Page 64 of Fated in A Time of War
There’s a weird sort of tension in the air, like the stillness after a storm when you’re waiting to see if the damage is done or if the sky’s got more punishment left. The survivors—these tired, scraped-down people—have something to lose again. That medicine Krall carried across gods-know-how-many kilometers of fire and ruin?
It bought them time.
Time is dangerous.
I move from cot to cot, checking vitals, adjusting bandages, murmuring reassurances I don’t fully believe. My body does the work. My mind’s somewhere else.
On him.
On the Vakutan who should’ve left me to die more times than I can count. Who bled for strangers. Who didn’t flinch whenchildren glared at him like he’d set the stars on fire. Who carried that case like it was the last meaningful thing he had left.
I remember the way he looked in the graveyard of machines—raw, bleeding, teeth bared against pain, but steady. Steady in a way that made me feel like I could collapse and everything wouldn’t fall apart around me.
He hasn’t smiled since we got here. Not once.
He’s not the same Krall I met.
I don’t know if that scares me or not.
I adjust a monitor, fingers trembling just enough to make me curse under my breath. The kid in the bed—nine, maybe ten, with skin pulled tight over bone and eyes too big for her face—doesn’t notice. She’s asleep, finally, lips parted just slightly, a little wheeze in her chest that means her lungs are still fighting. I brush her hair back and try not to think too hard about what happens if the next batch of supplies doesn’t show.
When I stand, Anderson is watching me.
He’s leaning against the far doorway, arms crossed, a smudge of grease across one cheek like a battle scar. He doesn’t move when I meet his gaze. Just holds it. Measuring.
I nod once. He doesn’t nod back.
Fine.
Later, I’m hauling ration crates from the stack near the old supply tent when he corners me.
He doesn’t yell. Doesn’t threaten. Just steps into my path and blocks the way like a mountain that thinks you’re not worth going around.
“You got a second?” he says.
I shift the crate to one hip and arch an eyebrow. “Kind of mid-haul.”
He doesn’t budge.
I sigh and set the crate down.
Anderson crosses his arms again. He always looks like he’s one bad word away from punching a hole through something. “I’m not here to talk about your alien.”
“His name is Krall,” I snap.
His eyes narrow slightly. “Yeah.
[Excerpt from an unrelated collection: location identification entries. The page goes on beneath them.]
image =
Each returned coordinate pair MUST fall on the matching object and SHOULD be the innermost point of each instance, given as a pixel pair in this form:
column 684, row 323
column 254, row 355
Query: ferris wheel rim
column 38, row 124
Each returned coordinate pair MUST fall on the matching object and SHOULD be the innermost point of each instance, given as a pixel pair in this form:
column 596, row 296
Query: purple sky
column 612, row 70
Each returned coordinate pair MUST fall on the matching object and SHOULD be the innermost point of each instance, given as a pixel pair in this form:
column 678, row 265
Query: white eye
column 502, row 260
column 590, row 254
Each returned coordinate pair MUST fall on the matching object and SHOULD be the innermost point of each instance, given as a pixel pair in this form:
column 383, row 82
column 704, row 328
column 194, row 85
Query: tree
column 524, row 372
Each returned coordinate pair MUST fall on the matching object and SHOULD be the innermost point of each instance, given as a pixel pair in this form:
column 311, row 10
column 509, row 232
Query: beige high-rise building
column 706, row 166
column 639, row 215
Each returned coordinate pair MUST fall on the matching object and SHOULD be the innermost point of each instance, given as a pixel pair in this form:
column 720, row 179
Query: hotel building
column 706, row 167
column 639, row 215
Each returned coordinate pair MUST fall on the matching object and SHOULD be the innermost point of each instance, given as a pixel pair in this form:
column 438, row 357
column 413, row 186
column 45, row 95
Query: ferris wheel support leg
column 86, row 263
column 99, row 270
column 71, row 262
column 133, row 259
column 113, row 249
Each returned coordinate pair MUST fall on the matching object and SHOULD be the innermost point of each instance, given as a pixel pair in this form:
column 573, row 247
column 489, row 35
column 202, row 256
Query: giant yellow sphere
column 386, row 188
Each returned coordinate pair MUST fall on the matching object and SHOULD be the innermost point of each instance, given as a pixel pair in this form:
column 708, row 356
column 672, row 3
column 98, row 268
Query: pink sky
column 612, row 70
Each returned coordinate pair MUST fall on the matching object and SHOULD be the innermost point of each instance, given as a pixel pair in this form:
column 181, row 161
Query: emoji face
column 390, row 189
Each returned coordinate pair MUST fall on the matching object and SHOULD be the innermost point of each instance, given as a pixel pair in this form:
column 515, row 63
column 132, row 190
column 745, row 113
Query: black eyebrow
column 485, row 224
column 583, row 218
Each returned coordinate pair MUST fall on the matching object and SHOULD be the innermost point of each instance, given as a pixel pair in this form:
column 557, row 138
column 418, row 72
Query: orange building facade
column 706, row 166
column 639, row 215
I got that.”
I fold my arms, squaring off. “Then what do you want?”
“You,” he says.
That throws me. “Excuse me?”
“I want to know what the hell’s going on with you,” he says. “Because the Alice I remember? She didn’t follow Vakutan war machines through firestorms. She didn’t make excuses for things that used to be classified as apex threats. She didn’t bring them into my camp and vouch for them like they were part of the godsdamn family.”
I stare at him. “You done?”
“No,” he says. “I’m just getting started.”